The court upheld death penalties for the case's prime convicts -- the Myanmar drug lord Naw Kham and three of his right-hand men.
The Provincial Higher People's Court of Yunnan also sustained sentences for the two other Myanmar convicts, known by their Chinese names Zha Bo and Zha Tuobo. They were handed a death sentence with two-year reprieve and eight years in prison, respectively.
The six were convicted of intentional homicide, drug trafficking, kidnapping and hijacking by a local court in Kunming, capital of Yunnan, in November.

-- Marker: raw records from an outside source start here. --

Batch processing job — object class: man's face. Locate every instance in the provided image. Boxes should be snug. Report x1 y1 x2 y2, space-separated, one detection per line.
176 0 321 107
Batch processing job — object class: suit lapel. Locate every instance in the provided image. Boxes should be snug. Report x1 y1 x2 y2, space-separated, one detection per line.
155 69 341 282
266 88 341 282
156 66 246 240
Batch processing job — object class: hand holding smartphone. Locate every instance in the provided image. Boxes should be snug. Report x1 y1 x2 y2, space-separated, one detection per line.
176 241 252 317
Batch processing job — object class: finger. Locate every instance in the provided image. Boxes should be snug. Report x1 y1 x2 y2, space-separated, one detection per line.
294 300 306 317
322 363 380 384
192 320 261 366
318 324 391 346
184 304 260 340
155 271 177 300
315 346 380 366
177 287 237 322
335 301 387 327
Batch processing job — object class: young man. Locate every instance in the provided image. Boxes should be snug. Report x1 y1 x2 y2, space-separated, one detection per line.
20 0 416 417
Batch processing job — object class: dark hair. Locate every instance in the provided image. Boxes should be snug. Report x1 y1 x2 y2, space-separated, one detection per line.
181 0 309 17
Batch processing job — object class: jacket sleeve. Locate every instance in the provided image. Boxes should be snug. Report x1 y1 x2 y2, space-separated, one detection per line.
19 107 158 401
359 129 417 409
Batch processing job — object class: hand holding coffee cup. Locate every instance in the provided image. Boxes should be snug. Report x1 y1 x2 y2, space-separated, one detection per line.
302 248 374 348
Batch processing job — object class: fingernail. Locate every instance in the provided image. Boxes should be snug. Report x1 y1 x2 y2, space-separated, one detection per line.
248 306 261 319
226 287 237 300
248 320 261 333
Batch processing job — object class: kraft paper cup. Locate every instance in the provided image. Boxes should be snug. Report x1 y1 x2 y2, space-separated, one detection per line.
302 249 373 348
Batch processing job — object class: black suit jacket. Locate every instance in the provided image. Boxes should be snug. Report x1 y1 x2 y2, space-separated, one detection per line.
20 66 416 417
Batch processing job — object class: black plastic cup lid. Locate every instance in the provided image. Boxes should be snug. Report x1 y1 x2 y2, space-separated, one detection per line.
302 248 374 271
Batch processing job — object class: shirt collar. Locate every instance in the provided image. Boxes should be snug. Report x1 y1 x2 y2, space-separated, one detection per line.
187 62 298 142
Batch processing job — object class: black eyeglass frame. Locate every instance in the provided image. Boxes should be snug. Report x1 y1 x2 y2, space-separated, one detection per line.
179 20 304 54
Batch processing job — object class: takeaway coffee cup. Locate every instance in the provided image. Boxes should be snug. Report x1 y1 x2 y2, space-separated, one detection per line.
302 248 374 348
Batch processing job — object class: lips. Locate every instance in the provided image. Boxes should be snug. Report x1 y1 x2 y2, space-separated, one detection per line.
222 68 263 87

Nicknamed "The Godfather," Naw Kham was the boss of the largest illegal armed drug trafficking gang on the Mekong River, which flows through China, Laos, Myanmar, Thailand, Cambodia and Vietnam.
The gang was busted earlier this year in a joint operation conducted by police from China, Laos, Myanmar and Thailand after the brutal murders of Chinese sailors triggered calls to rein in rampant crime in the border region.
Naw Kham's gang was found to have colluded with Thai soldiers and to have organized an attack on two Chinese cargo ships in October last year, gunning down 13 Chinese sailors and trafficking drugs. The gang was also involved in another kidnapping-for-ransom case targeting Chinese citizens on the Mekong in April last year, according to the court.